The sun climbed its way up the sky as we stoked and breathed our way around the two loop course. I relaxed and enjoyed the rush of water as I sliced through it, zeroing in on the finish arch. I ran on shore, through the arch to the stripper zone … where I laid on the ground while two strong guys yanked my wetsuit off my body. Taking one of their hands, I was once again on my feet moving toward the women’s change tent. Inside, my body began to convulse from the cold. My teeth chattered, and my muscles quivered uncontrollably. From my transition bag, I pulled on the long sleeve shirt I’d brought, knowing I would need it until I dried off. I put on my cycling gear, but because I was still shaking, one of the medical personnel refused to let me go. That’s when I heard one volunteer say, “you come here, honey – we’ll get you warm.”

Two voluptuous women sandwiched me between their bodies to warm me with their body heat. Fifteen minutes later, I was on the bike, pedaling out of town. The breeze kicked up and I again caught a chill, but by mile 20, I began to warm up. By mile 40, I no longer needed my long sleeve shirt, so I threw it away. I hunkered down and pedaled, and the miles passed as I nibbled on pieces of banana, powerbar, and energy gels, while sipping on Accelerade. I worried that my average speed was slow, but realized I was heading straight into the wind – and as luck would have it, the wind shifted all day to remain a head wind through 100 of the 112 miles.

Back at the transition, I dismounted from the bike and changed into my running shoes, heading out for the marathon. It took three miles before I found my running legs, but once found, I was able to maintain a run-walk shuffle. I spotted John coming in from his first loop as I approached the four mile mark – we crossed the street, kissed each other, and moved on. I saw him again when I hit mile fourteen, he was coming in for the finish! Again, we shared a kiss. I told him to go back to the room, shower, put on some warm clothes and to meet me back at the finish in about 2.5 hours. The sun had gone back to bed and the temperature dropped, cooling off the night. I resumed my shuffle and smiled my way through the next 12.2 miles. The crowds remained strong, cheering as loudly at 8:30 pm as they had been at 7:00 am this morning. I chatted with other athletes as we continued to move forward, one step at a time, advancing on the finish line. I walked through one aid station with a 73 year old man; this was his 25th Ironman race. The dedication and will permeated from every single racer, no matter what age, how fatigued, or in how much pain we were, we mustered on. It was quite an awesome place to be.With one mile to go, the aches and fatigue vanished and I floated into the finishers chute. Music blared and the spectators remained wild. Everyone lining the chute, held their hands out for high-fives, and I touched each one as I skipped my way through the banner. One volunteer placed the medal around my neck, another wrapped me in a Mylar blanket, and that’s when I saw John.

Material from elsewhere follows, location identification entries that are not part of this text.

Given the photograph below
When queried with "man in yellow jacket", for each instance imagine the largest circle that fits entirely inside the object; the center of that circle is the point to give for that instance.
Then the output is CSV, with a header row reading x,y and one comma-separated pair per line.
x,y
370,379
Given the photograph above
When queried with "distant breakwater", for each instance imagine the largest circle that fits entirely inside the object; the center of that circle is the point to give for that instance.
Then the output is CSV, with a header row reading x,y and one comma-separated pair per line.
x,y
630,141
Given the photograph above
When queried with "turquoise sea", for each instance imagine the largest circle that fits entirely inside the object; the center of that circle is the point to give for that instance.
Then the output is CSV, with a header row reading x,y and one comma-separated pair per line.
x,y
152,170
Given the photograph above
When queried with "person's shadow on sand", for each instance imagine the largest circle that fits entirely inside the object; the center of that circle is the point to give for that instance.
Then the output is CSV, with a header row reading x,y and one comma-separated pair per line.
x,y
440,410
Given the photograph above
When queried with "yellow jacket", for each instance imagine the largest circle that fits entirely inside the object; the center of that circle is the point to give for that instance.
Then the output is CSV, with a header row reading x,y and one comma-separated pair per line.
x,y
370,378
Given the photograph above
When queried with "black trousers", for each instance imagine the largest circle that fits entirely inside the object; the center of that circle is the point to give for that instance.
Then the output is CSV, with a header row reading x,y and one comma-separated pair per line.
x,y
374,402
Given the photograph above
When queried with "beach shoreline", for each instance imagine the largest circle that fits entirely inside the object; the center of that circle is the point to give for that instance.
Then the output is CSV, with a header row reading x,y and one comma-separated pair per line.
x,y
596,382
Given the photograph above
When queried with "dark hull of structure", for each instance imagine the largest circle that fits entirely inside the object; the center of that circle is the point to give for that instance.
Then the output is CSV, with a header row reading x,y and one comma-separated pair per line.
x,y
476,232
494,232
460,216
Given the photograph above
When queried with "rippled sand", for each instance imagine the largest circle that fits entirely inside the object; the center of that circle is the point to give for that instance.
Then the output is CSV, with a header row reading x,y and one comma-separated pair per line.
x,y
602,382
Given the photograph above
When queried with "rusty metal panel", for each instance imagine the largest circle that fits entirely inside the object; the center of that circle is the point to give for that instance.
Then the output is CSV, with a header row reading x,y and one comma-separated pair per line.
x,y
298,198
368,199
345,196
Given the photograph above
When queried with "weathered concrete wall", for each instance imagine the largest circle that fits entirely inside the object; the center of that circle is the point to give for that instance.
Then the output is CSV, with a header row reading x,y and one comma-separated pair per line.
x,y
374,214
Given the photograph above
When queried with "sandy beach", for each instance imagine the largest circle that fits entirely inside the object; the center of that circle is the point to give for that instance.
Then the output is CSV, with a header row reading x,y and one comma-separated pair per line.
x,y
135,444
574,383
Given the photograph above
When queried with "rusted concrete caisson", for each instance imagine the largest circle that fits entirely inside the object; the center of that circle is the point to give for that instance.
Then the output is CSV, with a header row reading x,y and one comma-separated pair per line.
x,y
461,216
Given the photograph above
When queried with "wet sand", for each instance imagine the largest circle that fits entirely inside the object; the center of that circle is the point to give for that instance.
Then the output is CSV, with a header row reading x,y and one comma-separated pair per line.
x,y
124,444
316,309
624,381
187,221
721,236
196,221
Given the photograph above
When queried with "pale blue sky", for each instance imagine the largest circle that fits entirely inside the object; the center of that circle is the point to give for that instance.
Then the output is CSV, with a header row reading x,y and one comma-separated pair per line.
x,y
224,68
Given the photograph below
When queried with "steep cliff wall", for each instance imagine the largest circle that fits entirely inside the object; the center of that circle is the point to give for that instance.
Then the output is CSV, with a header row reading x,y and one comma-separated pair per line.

He was beaming, screaming, “I love you, Irongirl.” My heart swelled and the tears pushed over the edge, flowing down my face. After receiving my finishers’ hat and tee-shirt, I ran for John’s arms and hugged him as tightly as I could. We held each other and cried. I was so proud of him and he was so proud of me, the emotions overwhelmed. Finally we broke apart and slowly wandered back toward the hotel room.

After getting our bikes and gear back to the room, I showered and then we collapsed on the bed – it was 1:00 am on Sunday. John was a ten-time finisher and I was a seven-time finisher. We were exhausted and sore and exhilarated! I closed my eyes and just as I was drifting into sleep, I heard John say, “So, you want to do Western Australia next year?”